Did the Appellant put conditions on the length of his commute?

[48] Yes, but given the area where he lived, these weren’t unreasonable conditions.

[49] The Commission doesn’t agree. It says the Appellant put an undue “voluntary geographic restriction” on his job search.Footnote 18 The AD says the issue is pivotal to his appeal.

[50] For a job to be suitable, you must be able to commute to the workplace as well as do the work.Footnote 19 Elsewhere, the Commission recognizes that your work area is the geographical region where you’re “normally gainfully employed.”Footnote 20

[51] It’s the Appellant’s obligation to prove availability for work. But, as noted above, the Commission’s given no labour market information to show there were suitable vacancies within the Appellant’s work area. In other words, at a reasonable commuting distance from his home in the region where he’d normally been employed.

[52] The Commission concedes that the Appellant had the right to decline a job offer that wasn’t suitable due to “commute cost versus income”. Under this principle, his wish to work near home wasn’t unreasonable. But the Commission also says he couldn’t “assume” a long commute would be an issue and, on that basis, stop looking for work.

[53] I agree that the Appellant had to keep looking for suitable work but, as noted above, work is only suitable if you can get to the workplace.

[54] I don’t accept the Commission’s assumption that the Appellant could have driven to work that might otherwise be inaccessible. I considered its submission that he was inconsistent on this point. First, he said he had a car and later, that the vehicle wasn’t entirely roadworthy. He says he could only drive to work up to 30-40 minutes each way.
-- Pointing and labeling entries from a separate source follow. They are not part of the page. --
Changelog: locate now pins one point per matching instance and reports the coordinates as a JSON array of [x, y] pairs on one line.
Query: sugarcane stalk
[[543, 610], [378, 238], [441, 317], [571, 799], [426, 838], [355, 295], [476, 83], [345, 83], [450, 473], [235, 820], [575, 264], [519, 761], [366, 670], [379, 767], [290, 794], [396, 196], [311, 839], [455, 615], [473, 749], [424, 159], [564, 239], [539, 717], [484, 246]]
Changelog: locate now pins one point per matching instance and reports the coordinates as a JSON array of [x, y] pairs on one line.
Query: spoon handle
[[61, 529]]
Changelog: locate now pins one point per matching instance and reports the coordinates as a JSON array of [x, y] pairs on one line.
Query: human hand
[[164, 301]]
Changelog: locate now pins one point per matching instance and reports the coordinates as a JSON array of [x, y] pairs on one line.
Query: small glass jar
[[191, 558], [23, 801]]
[55] But I see no significant inconsistency since he’s explained that he’d be borrowing his father’s car, an older model. An older car is usually more suitable for short commutes.

[56] I note that having a car to get to work isn’t a condition to receive EI. And if you must rely on public transportation, this has to be available in your work area.

[57] As noted, the Commission said there were three locations that had vacancies. But since the Appellant was relying on borrowing an older car, he’d likely have to rely on a bus, at least sometimes. He says he couldn’t get to those three places by bus.

[58] The Commission hasn’t explored or commented on whether the Appellant could get to those job locations by public transportation. So, I‘ve given weight to what he said about the difficulties of commuting to jobs far from where he lived without a reliable car.

[59] So, looking for work closer to home with a manageable commute wasn’t a personal condition that unreasonably limited the Appellant’s chance of finding suitable work.

So, was the Appellant available for work?

[60] Combining my findings on the above three factors, I find on a balance of probabilities that the Appellant was available for work and unable to find a suitable job.

Conclusion

[61] The Appellant has rebutted the non-availability assumption. He’s also shown that he was actively available for work while studying full time during his claim. So, he’s not disentitled from receiving the EI that the Commission already paid him.Footnote 21

[62] This explains why I’m allowing his appeal.